Çıkarılan cevher miktarlarını, içindeki ortalama uranyum içeriğiyle çarparsak (aşağıdaki tablo 1'e bakın), Bulgaristan'ın 45 yıldan fazla bir süredir SSCB'ye yaklaşık 130 ton "saf" metal sağladığı ortaya çıkıyor. 1974'te SSCB, Bulgarlar için Balkanlar'daki ilk nükleer santral olan Kozloduy'u inşa etti. VVER-440 reaktörlerinde dört güç ünitesini ve VVER-1000'de iki güç ünitesini çalıştırdı. VVER-440 reaktörleri %3,5 saflıkta 42 ton uranyum ve VVER-1000 - 66 ton %3, 3-4, %4 yükledi. Bu, nükleer yakıt tükenirken yeniden yükleme hariç, altı reaktörün hepsinin ilk yüklemesi için yaklaşık 12 ton "saf" metal anlamına gelir.

2003 yılından bu yana, Avrupa Birliği Bulgaristan'a baskı yapmaya başladı: ülke nükleer santralini kapatmalı ve bir elektrik tedarikçisinden tüketiciye dönüşmelidir. Bulgaristan'ın 2004 yılında NATO'ya katılımına Kozloduy NGS'nin 1 ve 2 güç ünitelerinin "ritüel katliamı" eşlik etti. Ülkenin 2007'de Avrupa Birliği'ne girmesi vesilesiyle Batı'nın sevincine 3. ve 4. bloklar “katledildi”. Son ve en güçlü iki reaktör de "ölüme mahkum edildi": 5. - 2017'ye kadar ve 6. - 2019'a kadar. Şimdi geçti gibi görünüyor. Fransız-Rus konsorsiyumu EDF - Rosenergoatom - Rusatom Service tarafından hayata geçirilen Kozloduy NGS'nin 5. ve 6. ünitelerinin modernize edilmesi projesi var.
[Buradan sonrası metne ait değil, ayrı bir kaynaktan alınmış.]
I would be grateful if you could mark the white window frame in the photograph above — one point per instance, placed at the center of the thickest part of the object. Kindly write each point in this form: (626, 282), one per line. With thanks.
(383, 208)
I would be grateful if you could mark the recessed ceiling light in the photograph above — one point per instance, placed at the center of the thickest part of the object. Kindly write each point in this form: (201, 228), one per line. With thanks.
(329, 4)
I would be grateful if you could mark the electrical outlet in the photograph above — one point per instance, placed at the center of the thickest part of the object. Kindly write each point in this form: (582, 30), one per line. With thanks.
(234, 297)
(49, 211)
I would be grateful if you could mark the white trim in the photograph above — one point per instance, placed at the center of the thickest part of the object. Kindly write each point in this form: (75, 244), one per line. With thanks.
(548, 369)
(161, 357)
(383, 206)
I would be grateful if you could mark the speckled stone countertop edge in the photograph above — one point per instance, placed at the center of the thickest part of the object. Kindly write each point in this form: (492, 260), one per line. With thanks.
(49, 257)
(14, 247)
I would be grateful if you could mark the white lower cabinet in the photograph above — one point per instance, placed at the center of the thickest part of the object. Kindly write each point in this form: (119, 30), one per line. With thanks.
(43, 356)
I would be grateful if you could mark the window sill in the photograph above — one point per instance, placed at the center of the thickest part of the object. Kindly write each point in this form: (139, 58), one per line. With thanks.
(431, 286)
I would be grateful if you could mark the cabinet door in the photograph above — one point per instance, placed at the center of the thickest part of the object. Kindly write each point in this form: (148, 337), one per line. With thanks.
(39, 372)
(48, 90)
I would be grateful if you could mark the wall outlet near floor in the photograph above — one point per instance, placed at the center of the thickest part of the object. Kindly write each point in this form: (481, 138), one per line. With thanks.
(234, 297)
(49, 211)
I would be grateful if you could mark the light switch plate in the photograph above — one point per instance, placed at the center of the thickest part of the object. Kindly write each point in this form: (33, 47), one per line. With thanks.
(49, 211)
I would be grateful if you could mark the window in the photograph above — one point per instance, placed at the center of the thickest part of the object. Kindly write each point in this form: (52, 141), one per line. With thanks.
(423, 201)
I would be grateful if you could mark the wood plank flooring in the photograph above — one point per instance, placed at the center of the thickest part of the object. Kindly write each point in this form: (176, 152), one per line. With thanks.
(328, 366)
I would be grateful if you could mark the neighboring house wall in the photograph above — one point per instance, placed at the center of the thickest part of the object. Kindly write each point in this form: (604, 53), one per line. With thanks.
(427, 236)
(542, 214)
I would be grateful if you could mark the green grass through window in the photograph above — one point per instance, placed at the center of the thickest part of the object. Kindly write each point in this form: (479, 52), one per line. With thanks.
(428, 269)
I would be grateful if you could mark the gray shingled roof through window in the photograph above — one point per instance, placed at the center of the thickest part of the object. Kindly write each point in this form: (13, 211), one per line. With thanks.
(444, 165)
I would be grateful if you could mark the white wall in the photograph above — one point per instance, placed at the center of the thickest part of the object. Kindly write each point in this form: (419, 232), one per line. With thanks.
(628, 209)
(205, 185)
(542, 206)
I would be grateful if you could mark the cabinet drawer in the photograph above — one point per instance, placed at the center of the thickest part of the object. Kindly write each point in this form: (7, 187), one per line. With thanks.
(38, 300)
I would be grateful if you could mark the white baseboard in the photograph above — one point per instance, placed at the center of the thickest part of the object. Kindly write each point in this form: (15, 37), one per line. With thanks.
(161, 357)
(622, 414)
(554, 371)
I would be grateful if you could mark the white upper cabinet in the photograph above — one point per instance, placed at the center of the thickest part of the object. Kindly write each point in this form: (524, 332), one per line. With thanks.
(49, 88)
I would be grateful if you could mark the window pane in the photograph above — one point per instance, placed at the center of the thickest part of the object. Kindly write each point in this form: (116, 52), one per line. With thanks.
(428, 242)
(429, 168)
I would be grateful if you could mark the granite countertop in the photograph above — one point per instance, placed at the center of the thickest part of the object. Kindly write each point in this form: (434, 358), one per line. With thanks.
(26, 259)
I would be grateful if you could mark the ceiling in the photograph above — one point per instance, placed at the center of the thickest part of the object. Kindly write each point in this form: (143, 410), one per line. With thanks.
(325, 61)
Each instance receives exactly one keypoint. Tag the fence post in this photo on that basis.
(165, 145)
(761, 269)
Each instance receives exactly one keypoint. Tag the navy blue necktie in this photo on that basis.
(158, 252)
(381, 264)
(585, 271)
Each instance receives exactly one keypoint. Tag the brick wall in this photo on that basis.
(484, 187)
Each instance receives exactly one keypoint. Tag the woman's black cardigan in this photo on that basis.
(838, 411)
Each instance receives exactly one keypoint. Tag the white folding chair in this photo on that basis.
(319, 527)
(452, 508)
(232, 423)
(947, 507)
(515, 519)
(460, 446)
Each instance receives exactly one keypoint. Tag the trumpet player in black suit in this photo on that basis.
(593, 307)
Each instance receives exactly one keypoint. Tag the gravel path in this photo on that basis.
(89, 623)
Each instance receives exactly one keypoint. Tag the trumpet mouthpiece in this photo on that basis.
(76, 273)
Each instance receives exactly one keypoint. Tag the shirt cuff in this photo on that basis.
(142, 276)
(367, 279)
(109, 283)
Batı, ülkelerine ve insanlarına ihanet eden yozlaşmış "demokratik" politikacılara cömertçe ödeme yaparak, Bulgaristan'ın ikinci nükleer santrali "Belene"nin inşasını sabote etmeyi başardı. Ancak Bulgar halkının sabrı sınırsız değildir. Ülke sadece protesto ve isyan kokuyordu, aynı zamanda sivil itaatsizlik ve devrim kokuyordu. Hükümet 27 Ocak 2013'te geri adım attı.25 yıldır yapılan ilk ve şimdiye kadarki tek referandum sözde. ülkede demokrasi. Bulgarlar soruyu yanıtladılar: Bulgaristan'daki nükleer enerji endüstrisi yeni bir nükleer enerji santrali inşa ederek gelişmeli mi? 851.757 kişi veya referanduma katılanların %61,49'u “evet” cevabını verdi. Demokratlar zaten aldıkları rüşvetleri iade edemediler. Referandumda önceki parlamento seçimlerine göre daha az oy kullanıldığını öne süren milletvekilleri, Kozloduy Nükleer Santrali'nde yeni 7. ve 8. üniteler inşa etme kararı aldılar. Bu en uygun çözüm değil, ancak mevcut iki blok ve iki yeni blok daha ile ülke bir şekilde önümüzdeki 50 yıl boyunca hayatta kalacak. Bulgar halkı, bu süre zarfında Avrupa Birliği'nin ve onun modern çarpık anlamdaki demokrasisinin öleceğini ve Bulgaristan'ın yeniden doğal yerinin olduğu tek bir Slav ve Ortodoks dünyasına döneceğini çok umut ediyor.